Don’t Turn Stephanie Dubois’ Final Facebook Post Into An Anti-Vax Battleground

It's unfair to politicise her death and let toxic comments overshadow this tragedy.


by Anna Silverman |
Updated on

Stephanie Dubois, a 39-year-old model who described herself on her Facebook page as a ‘Professional model, food lover and international traveller’ tragically died at the weekend, after suffering a ‘serious thrombotic episode’ and a ‘very rare’ blood clot. The episodes occurred after she was given the Oxford-AstraZeneca jab on 6 May in Cyprus, where she had spent much of the pandemic with her parents.

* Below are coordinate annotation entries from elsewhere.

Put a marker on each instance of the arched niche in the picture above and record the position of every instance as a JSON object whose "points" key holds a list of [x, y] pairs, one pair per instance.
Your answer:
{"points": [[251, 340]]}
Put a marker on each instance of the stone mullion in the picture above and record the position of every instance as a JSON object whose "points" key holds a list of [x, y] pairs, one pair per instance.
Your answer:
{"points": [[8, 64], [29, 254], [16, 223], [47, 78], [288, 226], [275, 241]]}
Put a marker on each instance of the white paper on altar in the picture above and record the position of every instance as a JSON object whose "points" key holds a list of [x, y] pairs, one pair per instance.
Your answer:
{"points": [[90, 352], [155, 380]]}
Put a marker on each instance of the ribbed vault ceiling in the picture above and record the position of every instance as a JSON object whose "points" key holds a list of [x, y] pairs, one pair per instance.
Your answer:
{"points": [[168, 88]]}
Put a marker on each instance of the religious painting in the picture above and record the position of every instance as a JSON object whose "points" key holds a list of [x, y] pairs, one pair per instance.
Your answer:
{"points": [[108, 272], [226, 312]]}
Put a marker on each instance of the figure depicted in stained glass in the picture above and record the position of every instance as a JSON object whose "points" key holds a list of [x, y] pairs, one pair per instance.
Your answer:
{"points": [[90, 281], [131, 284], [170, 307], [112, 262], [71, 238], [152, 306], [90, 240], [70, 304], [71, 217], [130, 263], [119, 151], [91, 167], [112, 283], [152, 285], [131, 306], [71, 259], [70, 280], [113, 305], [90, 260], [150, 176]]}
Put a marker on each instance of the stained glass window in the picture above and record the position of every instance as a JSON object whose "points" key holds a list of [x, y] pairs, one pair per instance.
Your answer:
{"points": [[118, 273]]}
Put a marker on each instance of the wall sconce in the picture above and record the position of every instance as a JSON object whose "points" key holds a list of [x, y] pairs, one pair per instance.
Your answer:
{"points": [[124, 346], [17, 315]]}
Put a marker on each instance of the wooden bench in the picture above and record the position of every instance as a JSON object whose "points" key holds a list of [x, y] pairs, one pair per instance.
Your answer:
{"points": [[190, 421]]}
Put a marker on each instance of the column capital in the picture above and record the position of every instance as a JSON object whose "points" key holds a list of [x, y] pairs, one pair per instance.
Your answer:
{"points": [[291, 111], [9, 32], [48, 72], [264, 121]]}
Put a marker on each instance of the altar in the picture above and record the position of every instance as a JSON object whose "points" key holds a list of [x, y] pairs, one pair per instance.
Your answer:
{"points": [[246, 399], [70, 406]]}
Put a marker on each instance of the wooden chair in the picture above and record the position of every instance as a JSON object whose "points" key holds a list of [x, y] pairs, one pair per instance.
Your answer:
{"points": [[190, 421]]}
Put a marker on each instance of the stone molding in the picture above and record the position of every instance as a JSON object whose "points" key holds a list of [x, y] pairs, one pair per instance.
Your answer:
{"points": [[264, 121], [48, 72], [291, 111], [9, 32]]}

In her final Facebook post she shared a picture of her bruised arm and wrote: ‘Done being ill now…. Couple more tests today! PS - I still don’t like needles…’ It was then reported she suffered a brain haemorrhage and passed into a coma. Local media reported she sadly died on Saturday.

There’s been a huge outpouring of grief since her death. She’s been described as ‘a beloved freelance model in the photographic community.’ Messages of condolences filled her Facebook page, with many commenting on how loved she was and how much they admired her work. But something ugly has also started to emerge.

Her final Facebook post has been picked over and jumped on by anti-vaxxers, where they have bombarded her page with heartless, insensitive and dangerous comments to support classic conspiracy theories.

It has not been confirmed yet if Stephanie’s death is linked to the Covid jab. And if it is, there have only been around 49 deaths linked to AstraZeneca vaccine blood clots in the UK, with many experts speaking out about how the benefits far outweigh the risks.

Her death will be investigated by the European Medicines Agency, Charalambos Charilaou, a Cypriot health spokesperson told The Times. Elena Panayiotopoulou, head of the pharmaceutical services at the ministry of health told The Sun Online: 'We may never be sure that her death is linked to the AstraZeneca vaccine.'

So then, pouncing on this as a reason to stir fear and persuade others against getting the vaccine makes little sense, especially when we remember the number who have died in the UK within 28 days of a positive covid test is significantly higher - 127,739.

As if a young woman’s death isn’t tragedy enough, these trolls’ toxic comments threaten to overshadow this heart-breaking time by politicising her death. We can’t let them turn her life into an anti-vaxxer battleground.

That’s not to mention the fact her family and friends are having to watch her death become hijacked by a group Stephanie never asked to be associated with. To deal with this while grieving a loved one is unimaginable. So far there’s no evidence to suggest she or her family are in support of anti-vaxxers’ conspiracy theories.

In fact, the family of a man who died from a blood clot after receiving an AstraZeneca vaccine in March urged the public to ‘keep saving lives’by taking up a jab when offered it – highlighting how incredibly rare it was for anyone else to have the same reaction as their loved one, Neil Astles, 59.

Friends and fans commenting on her Facebook post are also furious. One wrote: ‘This, this right here is NOT a time for anti vaxers. Please do not even entertain a response just report and move forward.’ Another added: ‘Do you not realise that this is not the place for an vaccine debate?? Stephanie's friends and family do not want to know your "thoughts". Take your debate elsewhere. This thread is to support Stephanie. Not a vaccine discussion thread. It's called having a little bit of respect.’

It’s unfair to politicise her death and let toxic comments overshadow this tragedy. Instead, let’s remember her for who she was: a kind, talented, widely respected, creative woman, loved by her friends and family.